Tanto Weber como Habermas asignan un papel pasivo a los electores que se limitan a legitimar o desligitimar lo que deciden los políticos o lo que plantean los tecnócratas. Los políticos deciden, los técnicos saben y los electores (opinión pública) aplauden o pifian. Esta es una cuestión discutible porque los electores (sobre todo los peruanos) han mostrado tener una cierta racionalidad pragmática sorprendente. En realidad, existen diversas racionalidades pragmáticas de acuerdo a los intereses inmediatos y a la cultura política de los electores. El buen candidato es el que sabe empatar con la mayoría de ellos y despliega un discurso en el que esa mayoría se siente incluida. Las elecciones de las últimas décadas, especialmente luego del colapso de los partidos, muestran que los electores, apelando a diversos motivos, escogen, prueban y desechan a los políticos. En este sentido, la volatilidad no es de los electores sino de los políticos. Pese a ello, es difícil sostener que estamos pasando de un modelo tecnocrático a un modelo democrático.

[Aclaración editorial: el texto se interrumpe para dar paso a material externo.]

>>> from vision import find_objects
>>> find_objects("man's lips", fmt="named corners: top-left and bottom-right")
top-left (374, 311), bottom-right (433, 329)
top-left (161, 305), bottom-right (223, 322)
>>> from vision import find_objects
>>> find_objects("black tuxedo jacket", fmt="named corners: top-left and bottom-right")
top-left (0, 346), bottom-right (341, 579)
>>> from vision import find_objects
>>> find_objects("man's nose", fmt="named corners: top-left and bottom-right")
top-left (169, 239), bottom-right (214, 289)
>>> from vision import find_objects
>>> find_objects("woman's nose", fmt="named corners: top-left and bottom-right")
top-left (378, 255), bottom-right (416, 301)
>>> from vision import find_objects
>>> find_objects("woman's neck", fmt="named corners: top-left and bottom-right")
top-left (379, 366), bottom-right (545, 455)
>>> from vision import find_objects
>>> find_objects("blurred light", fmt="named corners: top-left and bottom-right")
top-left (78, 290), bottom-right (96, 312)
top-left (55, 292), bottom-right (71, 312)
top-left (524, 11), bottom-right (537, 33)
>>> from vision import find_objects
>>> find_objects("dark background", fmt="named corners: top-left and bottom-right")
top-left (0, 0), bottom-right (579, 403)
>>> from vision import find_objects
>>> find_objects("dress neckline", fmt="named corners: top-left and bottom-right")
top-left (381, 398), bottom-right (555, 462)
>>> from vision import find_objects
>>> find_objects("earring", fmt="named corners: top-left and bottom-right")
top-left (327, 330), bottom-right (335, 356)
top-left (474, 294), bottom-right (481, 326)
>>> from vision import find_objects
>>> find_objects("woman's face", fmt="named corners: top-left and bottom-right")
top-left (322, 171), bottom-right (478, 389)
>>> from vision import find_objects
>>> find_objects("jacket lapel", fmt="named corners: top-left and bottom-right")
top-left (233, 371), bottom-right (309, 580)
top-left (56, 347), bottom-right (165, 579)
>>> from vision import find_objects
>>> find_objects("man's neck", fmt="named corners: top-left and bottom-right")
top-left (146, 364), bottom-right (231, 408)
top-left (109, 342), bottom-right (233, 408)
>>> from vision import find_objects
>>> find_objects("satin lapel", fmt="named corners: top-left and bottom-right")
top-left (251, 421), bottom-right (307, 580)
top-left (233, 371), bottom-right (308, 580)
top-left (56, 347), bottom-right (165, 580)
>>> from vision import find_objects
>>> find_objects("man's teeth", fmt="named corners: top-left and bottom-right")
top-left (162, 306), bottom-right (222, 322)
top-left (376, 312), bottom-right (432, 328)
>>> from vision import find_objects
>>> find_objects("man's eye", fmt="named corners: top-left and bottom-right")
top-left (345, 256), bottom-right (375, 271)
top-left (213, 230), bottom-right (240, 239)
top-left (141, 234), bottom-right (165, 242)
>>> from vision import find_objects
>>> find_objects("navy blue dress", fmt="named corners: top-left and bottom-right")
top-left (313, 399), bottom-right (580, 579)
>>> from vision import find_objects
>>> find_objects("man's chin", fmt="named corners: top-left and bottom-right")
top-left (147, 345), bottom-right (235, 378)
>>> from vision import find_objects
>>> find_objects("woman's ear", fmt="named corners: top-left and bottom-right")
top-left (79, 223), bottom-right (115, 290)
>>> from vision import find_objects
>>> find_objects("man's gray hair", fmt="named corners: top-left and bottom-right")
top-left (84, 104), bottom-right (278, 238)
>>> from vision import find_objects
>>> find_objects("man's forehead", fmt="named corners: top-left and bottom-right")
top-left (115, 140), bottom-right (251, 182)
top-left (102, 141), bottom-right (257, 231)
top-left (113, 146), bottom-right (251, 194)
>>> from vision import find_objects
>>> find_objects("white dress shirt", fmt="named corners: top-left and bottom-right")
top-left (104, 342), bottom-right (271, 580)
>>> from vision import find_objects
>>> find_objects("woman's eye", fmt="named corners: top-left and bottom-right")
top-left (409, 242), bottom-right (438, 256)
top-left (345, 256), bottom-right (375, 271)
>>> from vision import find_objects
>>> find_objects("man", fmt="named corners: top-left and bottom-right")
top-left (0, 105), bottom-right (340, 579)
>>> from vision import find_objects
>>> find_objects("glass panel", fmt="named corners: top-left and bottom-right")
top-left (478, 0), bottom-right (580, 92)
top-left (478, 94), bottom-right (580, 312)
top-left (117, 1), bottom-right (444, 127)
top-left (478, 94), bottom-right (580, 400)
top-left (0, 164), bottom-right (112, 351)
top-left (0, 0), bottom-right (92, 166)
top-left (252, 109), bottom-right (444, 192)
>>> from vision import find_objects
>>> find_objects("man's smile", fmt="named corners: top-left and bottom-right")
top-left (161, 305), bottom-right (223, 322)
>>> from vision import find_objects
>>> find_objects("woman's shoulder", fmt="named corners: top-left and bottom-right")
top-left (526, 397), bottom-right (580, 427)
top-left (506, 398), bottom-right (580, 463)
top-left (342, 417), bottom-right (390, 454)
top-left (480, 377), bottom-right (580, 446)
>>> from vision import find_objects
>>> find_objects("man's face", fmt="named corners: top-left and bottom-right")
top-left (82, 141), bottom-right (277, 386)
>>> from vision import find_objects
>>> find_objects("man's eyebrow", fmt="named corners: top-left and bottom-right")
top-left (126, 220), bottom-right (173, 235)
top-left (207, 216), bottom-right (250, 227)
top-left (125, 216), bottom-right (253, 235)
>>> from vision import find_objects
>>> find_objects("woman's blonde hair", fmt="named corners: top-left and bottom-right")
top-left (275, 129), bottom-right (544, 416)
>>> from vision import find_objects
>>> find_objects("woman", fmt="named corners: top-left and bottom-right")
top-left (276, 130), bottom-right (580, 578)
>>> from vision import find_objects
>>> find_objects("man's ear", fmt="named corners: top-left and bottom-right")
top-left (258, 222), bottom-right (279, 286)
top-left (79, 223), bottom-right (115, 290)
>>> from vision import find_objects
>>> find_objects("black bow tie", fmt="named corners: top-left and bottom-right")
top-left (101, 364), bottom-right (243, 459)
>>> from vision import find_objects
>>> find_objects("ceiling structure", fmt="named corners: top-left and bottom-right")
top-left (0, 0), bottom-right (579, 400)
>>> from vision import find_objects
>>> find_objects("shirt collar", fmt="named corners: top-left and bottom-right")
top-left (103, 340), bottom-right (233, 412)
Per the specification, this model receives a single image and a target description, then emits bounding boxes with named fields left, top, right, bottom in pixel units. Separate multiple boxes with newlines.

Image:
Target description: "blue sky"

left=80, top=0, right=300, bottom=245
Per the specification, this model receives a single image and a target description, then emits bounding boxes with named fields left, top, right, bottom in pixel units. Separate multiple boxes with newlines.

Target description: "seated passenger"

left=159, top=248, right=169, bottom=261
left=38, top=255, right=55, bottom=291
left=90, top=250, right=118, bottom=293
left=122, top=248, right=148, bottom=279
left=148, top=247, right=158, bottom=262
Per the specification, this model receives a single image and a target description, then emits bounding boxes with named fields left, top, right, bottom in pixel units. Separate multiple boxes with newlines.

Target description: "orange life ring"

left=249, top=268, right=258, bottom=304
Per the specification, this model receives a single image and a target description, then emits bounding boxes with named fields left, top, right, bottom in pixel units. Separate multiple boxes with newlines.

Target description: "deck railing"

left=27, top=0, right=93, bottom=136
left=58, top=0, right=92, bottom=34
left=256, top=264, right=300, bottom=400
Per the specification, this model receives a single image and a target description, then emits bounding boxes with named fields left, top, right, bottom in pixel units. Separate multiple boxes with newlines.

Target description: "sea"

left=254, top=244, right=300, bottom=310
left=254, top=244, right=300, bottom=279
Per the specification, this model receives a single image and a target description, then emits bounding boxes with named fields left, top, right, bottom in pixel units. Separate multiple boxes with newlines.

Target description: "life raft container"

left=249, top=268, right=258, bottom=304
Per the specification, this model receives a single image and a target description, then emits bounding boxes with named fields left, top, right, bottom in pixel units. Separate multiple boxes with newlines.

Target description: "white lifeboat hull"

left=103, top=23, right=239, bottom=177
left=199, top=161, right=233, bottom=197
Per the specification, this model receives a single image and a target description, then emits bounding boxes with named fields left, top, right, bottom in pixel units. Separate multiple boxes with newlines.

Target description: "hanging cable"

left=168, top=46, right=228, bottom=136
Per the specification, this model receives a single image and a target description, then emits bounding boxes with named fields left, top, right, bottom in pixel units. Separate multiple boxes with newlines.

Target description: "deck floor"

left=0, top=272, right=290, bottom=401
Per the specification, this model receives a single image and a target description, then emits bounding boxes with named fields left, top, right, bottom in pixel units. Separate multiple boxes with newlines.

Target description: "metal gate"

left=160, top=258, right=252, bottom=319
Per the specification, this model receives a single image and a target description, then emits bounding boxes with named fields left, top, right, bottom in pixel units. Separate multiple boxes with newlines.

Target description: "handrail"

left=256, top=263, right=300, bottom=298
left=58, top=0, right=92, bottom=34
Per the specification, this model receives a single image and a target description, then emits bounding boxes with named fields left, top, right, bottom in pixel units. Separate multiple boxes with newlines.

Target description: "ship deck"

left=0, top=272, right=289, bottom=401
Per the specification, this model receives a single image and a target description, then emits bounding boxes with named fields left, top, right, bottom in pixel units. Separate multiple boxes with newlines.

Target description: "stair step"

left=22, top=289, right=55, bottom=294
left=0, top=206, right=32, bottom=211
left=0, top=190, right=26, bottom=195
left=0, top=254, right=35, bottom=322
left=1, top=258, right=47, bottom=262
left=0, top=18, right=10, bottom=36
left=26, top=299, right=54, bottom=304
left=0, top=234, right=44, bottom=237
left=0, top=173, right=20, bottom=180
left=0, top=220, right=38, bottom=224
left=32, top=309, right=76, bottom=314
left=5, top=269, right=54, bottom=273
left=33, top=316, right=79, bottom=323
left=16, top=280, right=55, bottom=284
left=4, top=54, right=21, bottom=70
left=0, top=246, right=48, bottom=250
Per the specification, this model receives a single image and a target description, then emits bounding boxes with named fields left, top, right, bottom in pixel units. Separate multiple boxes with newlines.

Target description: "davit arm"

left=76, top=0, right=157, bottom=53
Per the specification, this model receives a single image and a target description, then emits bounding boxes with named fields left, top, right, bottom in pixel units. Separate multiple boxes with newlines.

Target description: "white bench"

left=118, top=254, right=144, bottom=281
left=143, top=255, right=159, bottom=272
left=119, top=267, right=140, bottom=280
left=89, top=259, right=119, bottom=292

Echando una rápida mirada a los programas de los candidatos, el de Ollanta es el único que propugna cambios sustanciales – modelo económico para el desarrollo, defensa de los recursos naturales y del medio ambiente, reforma radical del Estado, cambio de la Constitución del 93, descentralización, reorientación de las políticas económicas, políticas sociales de calidad para todos, reducción drástica de la desigualdad y de la pobreza, democracia de calidad- que empatan con las demandas de cambios de las mayorías. Este es el gran desafío de Ollanta. ¿Tendrá tiempo político suficiente para producir ese empate entre su candidatura de cambios profundos y las demandas de las mayorías, para remontar la desventaja que muestran las encuestas y para pasar a la segunda vuelta? En el curso de la campaña (que recién comienza) lo sabremos.
Los programas de todos los candidatos de la derecha pueden ser resumidos en una frase: continuidad neoliberal y neopopulismo agresivo. A ellos los separan no los programas sino las ambiciones de poder (político y económico): Disputan la plata que llega sola.